Speaking at the Hamilton Project Forum on energy at Stanford University, he said: “I believe our business will go from being a kilowatt hour seller of electricity but to more of an optimiser of the grid.

“The model I see is one of optimisation [in] deploying capital in homes and businesses and deploying distributed generation [such as solar] in the areas we serve.”

Cybersecurity A Threat to Centralization

Rogers also said that centralized models of energy generation and distribution would have to
change to avoid threat of cyber-attack and that the smart grid was “a concept that’s been oversold and overhyped and turned out to be an impediment to development of new technology.”

The Federal Energy Regulatory Commission last week conditionally approved Duke Energy’s merger with Progress Energy in a $26 billion all-stock deal. The merger would create the largest utility company in the US with a generating capacity of 57 GW and seven million customers in North and South Carolina, Florida, Indiana, Ohio and Kentucky.

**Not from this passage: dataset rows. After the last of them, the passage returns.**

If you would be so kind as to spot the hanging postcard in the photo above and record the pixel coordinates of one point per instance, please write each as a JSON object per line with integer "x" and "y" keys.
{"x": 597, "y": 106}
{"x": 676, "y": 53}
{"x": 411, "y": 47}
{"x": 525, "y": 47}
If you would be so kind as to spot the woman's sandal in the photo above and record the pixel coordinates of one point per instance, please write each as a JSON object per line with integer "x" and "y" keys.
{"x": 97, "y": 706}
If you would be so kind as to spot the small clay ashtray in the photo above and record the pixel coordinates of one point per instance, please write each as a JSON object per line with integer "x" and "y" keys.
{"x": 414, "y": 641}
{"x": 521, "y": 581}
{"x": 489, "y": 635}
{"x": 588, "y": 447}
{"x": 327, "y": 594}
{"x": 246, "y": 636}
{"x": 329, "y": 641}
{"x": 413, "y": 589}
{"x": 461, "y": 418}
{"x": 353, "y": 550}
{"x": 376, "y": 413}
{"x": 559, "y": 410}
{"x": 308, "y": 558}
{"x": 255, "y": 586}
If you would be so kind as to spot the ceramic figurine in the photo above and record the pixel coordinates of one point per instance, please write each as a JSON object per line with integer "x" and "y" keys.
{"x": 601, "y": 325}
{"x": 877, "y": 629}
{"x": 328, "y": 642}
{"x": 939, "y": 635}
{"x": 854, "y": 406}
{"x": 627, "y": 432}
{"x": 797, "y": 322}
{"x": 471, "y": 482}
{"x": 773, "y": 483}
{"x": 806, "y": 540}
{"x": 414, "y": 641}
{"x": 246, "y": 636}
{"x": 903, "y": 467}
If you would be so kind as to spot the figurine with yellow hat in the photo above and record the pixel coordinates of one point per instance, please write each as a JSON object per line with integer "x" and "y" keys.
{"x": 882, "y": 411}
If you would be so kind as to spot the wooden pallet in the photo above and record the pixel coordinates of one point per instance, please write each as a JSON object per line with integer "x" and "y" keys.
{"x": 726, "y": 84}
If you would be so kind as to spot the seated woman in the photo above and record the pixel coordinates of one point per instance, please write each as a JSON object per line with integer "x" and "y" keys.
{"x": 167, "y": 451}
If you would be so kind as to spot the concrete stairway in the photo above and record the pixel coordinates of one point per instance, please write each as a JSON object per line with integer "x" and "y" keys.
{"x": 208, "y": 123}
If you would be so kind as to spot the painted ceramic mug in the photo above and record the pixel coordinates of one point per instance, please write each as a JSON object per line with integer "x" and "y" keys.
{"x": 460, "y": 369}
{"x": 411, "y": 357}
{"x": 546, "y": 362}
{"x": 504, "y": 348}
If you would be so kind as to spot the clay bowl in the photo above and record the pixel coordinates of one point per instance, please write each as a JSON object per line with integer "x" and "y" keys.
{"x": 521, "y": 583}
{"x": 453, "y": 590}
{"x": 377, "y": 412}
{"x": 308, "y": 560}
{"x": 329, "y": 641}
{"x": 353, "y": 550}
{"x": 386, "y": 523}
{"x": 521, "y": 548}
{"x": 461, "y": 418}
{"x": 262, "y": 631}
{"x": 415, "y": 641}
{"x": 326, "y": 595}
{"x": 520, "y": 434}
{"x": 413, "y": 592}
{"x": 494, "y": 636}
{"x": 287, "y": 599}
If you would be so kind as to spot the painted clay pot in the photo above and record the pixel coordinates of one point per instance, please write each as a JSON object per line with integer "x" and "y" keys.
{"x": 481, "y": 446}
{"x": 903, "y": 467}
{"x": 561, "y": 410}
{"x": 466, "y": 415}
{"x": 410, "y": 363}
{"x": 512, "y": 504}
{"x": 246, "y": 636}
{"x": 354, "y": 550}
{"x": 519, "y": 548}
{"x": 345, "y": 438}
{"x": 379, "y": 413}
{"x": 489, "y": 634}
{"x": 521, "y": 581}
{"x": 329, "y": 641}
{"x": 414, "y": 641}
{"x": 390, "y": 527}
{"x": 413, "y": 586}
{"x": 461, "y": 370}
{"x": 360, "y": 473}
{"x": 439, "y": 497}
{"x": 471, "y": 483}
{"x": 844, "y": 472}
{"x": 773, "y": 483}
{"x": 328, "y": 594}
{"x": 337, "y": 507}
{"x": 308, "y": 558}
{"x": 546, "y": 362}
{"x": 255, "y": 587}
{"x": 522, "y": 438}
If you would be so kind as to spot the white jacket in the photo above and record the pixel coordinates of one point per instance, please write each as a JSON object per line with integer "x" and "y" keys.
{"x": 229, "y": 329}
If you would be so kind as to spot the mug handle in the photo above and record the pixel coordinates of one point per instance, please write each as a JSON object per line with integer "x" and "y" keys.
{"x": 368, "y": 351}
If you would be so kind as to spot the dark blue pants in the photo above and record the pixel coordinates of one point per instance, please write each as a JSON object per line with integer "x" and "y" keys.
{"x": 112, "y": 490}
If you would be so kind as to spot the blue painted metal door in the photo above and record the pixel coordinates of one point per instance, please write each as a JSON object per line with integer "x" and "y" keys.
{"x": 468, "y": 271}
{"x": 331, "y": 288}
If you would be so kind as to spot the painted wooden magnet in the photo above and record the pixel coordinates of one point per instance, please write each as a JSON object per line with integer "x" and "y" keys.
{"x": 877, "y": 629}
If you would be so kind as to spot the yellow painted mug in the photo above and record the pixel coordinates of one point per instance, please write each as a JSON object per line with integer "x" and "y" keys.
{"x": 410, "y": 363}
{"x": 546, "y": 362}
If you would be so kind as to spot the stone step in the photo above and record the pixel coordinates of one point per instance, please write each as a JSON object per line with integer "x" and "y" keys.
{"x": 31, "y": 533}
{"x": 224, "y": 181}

As of 2010, Duke’s generation fleet was 48% coal-fired, with some of the plants dating back to the early part of the 20th century. Under new Environmental Protection Agency (EPA) regulations, Duke Energy plans to retire 2,773MW of older coal-fired generation by 2015 in addition to the retirement of 1,027MW of capacity in 2011 and early 2012.

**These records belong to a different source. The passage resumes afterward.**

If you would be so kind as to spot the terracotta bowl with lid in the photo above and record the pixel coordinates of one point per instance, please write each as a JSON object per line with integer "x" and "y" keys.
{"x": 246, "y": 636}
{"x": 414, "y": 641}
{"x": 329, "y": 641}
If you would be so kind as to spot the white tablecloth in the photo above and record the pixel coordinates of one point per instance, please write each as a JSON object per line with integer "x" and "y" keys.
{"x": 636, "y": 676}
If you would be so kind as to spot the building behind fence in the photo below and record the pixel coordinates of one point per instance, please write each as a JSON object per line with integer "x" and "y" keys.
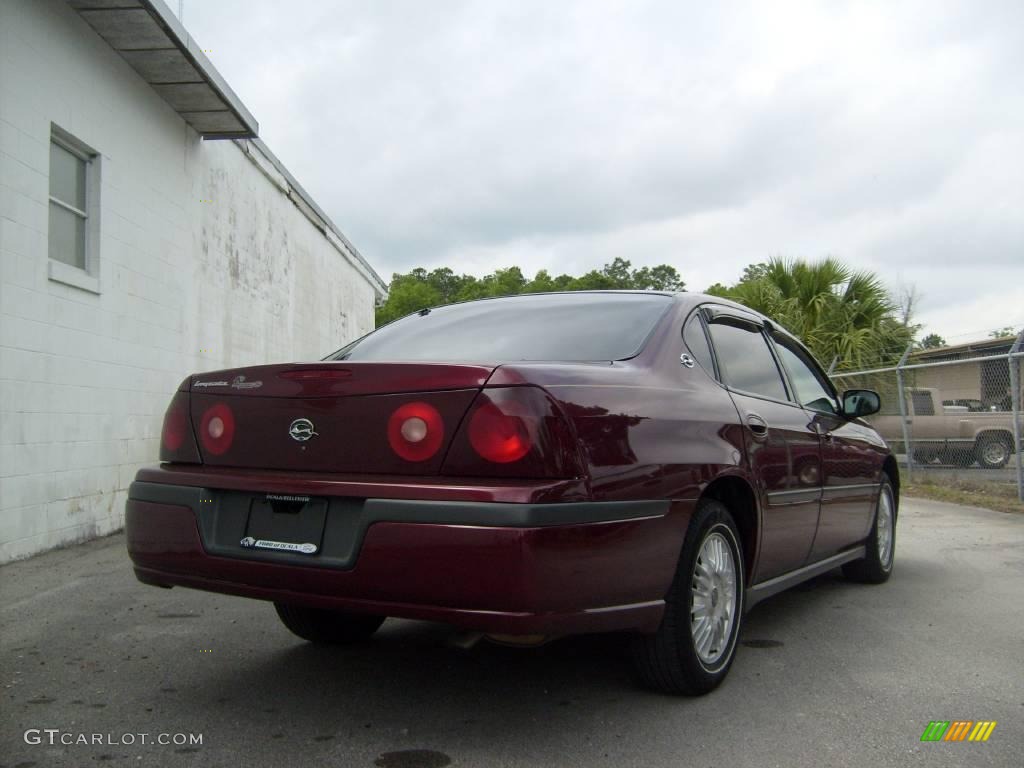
{"x": 955, "y": 408}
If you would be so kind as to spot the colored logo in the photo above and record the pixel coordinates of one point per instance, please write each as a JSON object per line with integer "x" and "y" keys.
{"x": 301, "y": 430}
{"x": 958, "y": 730}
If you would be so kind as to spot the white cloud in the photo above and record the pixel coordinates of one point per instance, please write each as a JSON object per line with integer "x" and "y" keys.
{"x": 706, "y": 135}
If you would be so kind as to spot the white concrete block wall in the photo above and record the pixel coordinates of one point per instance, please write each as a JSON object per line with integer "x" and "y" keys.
{"x": 85, "y": 378}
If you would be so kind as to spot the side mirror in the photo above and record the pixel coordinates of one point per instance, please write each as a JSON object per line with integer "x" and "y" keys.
{"x": 857, "y": 402}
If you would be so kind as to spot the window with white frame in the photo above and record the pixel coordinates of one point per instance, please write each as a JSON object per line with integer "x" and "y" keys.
{"x": 71, "y": 230}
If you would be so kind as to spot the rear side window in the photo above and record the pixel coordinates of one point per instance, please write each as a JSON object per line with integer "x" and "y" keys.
{"x": 569, "y": 327}
{"x": 744, "y": 358}
{"x": 923, "y": 404}
{"x": 696, "y": 342}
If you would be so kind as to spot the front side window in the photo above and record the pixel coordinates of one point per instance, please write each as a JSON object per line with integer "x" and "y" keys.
{"x": 747, "y": 363}
{"x": 69, "y": 217}
{"x": 811, "y": 391}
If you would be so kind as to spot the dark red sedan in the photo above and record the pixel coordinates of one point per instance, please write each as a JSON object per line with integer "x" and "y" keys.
{"x": 526, "y": 467}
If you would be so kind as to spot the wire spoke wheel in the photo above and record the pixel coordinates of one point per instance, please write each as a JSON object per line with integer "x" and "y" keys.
{"x": 713, "y": 599}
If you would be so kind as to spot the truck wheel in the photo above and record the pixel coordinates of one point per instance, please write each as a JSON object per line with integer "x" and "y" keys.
{"x": 881, "y": 545}
{"x": 692, "y": 649}
{"x": 993, "y": 452}
{"x": 327, "y": 627}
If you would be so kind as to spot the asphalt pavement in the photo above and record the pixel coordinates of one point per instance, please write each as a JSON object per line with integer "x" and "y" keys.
{"x": 829, "y": 674}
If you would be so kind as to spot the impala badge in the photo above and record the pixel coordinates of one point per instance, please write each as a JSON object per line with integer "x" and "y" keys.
{"x": 305, "y": 549}
{"x": 301, "y": 430}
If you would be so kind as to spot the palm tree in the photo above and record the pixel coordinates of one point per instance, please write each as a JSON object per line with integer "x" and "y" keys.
{"x": 838, "y": 312}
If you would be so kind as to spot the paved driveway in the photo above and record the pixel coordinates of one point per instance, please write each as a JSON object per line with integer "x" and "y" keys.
{"x": 832, "y": 674}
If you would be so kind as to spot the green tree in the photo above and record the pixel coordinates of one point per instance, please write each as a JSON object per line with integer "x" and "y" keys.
{"x": 932, "y": 341}
{"x": 1008, "y": 332}
{"x": 837, "y": 311}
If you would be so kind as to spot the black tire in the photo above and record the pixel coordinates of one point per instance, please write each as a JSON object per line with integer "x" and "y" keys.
{"x": 877, "y": 566}
{"x": 993, "y": 452}
{"x": 328, "y": 627}
{"x": 668, "y": 659}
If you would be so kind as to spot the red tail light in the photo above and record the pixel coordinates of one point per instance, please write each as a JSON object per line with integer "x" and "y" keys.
{"x": 500, "y": 436}
{"x": 416, "y": 431}
{"x": 216, "y": 429}
{"x": 176, "y": 440}
{"x": 514, "y": 432}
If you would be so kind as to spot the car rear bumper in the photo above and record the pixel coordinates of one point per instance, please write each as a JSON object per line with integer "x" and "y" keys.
{"x": 502, "y": 567}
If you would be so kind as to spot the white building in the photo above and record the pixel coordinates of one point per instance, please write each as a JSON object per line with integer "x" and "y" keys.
{"x": 134, "y": 250}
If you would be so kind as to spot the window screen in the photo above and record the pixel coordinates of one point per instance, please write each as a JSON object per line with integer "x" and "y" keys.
{"x": 68, "y": 206}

Duke Energy now dispatches its coal fleet after all its other sources of generation, said Rogers.
“Today we’re dispatching hydro first, then our nuclear, then natural gas before our even our most efficient coal plants. Gas prices have to go above $4.25 per mmbtu before we start dispatching our most efficient coal.”

Getting Ahead of Cleantech

As the grid transitions away from coal, Rogers said his company would not stand in the way of progressive action to supply the US electric grid with cleaner sources of energy.

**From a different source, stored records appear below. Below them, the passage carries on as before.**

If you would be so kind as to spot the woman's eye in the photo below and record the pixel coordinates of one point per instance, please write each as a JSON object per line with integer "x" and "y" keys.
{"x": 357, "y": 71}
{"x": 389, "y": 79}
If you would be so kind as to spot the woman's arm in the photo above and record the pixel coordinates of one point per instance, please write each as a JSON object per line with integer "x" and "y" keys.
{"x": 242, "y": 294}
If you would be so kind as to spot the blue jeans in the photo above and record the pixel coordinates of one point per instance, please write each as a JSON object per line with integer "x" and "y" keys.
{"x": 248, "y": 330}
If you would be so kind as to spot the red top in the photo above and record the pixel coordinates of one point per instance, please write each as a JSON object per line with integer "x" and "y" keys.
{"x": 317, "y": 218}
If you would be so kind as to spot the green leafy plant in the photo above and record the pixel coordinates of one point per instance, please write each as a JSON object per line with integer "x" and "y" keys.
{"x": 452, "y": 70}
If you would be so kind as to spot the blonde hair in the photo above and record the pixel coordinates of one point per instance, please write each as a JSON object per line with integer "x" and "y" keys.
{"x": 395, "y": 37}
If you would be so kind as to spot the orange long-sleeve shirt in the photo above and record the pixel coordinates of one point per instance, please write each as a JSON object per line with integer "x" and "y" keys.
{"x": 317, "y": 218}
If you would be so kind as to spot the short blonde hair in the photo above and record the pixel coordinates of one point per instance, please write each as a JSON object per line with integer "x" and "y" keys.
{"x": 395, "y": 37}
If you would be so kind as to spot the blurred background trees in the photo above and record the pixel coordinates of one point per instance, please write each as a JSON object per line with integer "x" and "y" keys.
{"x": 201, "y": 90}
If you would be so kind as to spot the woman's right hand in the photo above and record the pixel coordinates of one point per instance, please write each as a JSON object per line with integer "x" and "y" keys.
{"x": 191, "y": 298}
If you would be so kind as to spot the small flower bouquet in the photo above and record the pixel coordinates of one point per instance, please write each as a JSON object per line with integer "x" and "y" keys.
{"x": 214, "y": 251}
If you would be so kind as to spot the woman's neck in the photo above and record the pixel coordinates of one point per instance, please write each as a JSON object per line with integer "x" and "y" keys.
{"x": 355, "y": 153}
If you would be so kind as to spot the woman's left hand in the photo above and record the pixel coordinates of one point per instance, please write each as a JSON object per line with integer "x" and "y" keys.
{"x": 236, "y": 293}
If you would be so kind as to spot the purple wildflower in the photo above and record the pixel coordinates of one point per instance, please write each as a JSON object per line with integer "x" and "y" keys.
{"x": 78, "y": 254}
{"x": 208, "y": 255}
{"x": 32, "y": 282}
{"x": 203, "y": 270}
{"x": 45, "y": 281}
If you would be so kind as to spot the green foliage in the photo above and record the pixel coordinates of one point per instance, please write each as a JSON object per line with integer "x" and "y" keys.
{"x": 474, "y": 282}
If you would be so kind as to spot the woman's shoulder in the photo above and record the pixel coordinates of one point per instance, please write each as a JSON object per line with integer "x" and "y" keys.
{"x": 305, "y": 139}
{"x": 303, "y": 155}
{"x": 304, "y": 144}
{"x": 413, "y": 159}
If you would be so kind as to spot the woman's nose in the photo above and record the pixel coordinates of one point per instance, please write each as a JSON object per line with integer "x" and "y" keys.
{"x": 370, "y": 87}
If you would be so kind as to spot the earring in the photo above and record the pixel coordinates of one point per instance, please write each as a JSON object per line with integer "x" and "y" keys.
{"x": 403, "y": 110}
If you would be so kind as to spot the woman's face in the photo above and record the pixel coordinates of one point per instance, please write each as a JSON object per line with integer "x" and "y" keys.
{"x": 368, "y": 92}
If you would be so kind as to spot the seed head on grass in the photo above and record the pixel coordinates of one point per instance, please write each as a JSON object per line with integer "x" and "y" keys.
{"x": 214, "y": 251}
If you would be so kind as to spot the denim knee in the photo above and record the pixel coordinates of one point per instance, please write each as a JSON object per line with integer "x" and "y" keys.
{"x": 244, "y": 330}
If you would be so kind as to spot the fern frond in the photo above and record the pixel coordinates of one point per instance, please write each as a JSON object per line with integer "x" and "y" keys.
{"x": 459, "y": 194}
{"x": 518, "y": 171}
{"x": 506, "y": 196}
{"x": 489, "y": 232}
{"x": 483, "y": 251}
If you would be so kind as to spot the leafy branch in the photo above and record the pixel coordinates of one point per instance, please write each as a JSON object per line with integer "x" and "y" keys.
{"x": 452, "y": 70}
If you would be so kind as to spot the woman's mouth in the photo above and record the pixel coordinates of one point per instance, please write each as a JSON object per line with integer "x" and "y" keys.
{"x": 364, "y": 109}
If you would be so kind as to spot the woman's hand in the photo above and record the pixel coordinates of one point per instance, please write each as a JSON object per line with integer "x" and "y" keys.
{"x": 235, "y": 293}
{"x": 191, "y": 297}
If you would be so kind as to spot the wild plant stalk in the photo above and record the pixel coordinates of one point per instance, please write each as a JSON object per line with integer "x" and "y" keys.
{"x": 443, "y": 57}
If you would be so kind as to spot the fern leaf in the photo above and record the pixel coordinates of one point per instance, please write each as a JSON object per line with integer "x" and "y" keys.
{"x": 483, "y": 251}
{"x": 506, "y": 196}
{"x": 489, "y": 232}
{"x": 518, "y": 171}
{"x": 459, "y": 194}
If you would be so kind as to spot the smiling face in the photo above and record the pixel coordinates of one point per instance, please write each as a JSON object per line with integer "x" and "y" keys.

“We’re not going to be one of these incumbents that fights it, we’re going to get ahead of it. When a parade forms on an issue you can throw your body in front of it and let them walk over you or you can jump in front of the parade and pretend it’s yours.”

But he said that the strength of the US electric grid was the diversity in its energy portfolio and while it was tempting to build combined-cycle gas fired power stations because of low natural gas prices, to build gas-only would be a mistake.

To pick up on Ben Franklin, who said there were two things that are certain in life: death and taxes. I would add the volatility of natural gas prices.” – Rogers

“The strength today of the electric system in America that we have a portfolio of ways to generate electricity. My number one fear is that we will be forced to build gas and push out solar [which] will trump wind because of its distributed nature.

“We have to resist the temptation as we retire and replace existing generation to build nothing but natural gas. That would be a mistake.”

Global Gas

A policy paper published this month by the Hamilton Project on the strategy for US natural gas pointed to increasing pressure to export natural gas into the global market. Spot prices in 2012 fell below $2 per 1,000 cubic feet, whereas gas traded at $11 in Europe and over $15 in Asia.
Exports and diversification of demand could drive US domestic prices upwards, said Kenneth A Hersh, CEO of NGP Energy Capital Management.

“Price relationships such as oil versus gas can change and they wildly change. In the late 1970s we were implementing law that said we should not use natural gas for power generation in this country because it’s too vital.

“If 10% cars ran on natural gas we’d use 20% of the US natural gas supply. Don’t think that the price of natural gas would stay low. Understanding the full cycle of movements you can’t rely on the [price] relationship. It’s a commodity.”

Rogers also said that focus on a single fuel as had happened in transportation would be problematic in the future. Policy decisions based on fossil fuel prices and forecast supply by previous administrations decades ago had left today’s energy industry with huge legacy burdens, which would make a carbon tax unfair.

“There is an inherent unfairness to a carbon tax. There are 25 states in this country where more than 50% of the electricity comes from coal. Why is there so much coal in the states? In 1978, 18% of electricity in this country was coming from oil and we were told by the government go build coal and nuclear because that’s the future.”

A cap and trade system would be a fairer, he said, adding that utilities needed to anticipate future policies, such as a price on carbon.

“I know there will be some price on carbon in the next four years. I factor in a carbon price into every decision on what I build. That’s the only prudent way for me to make these longer-term investments.”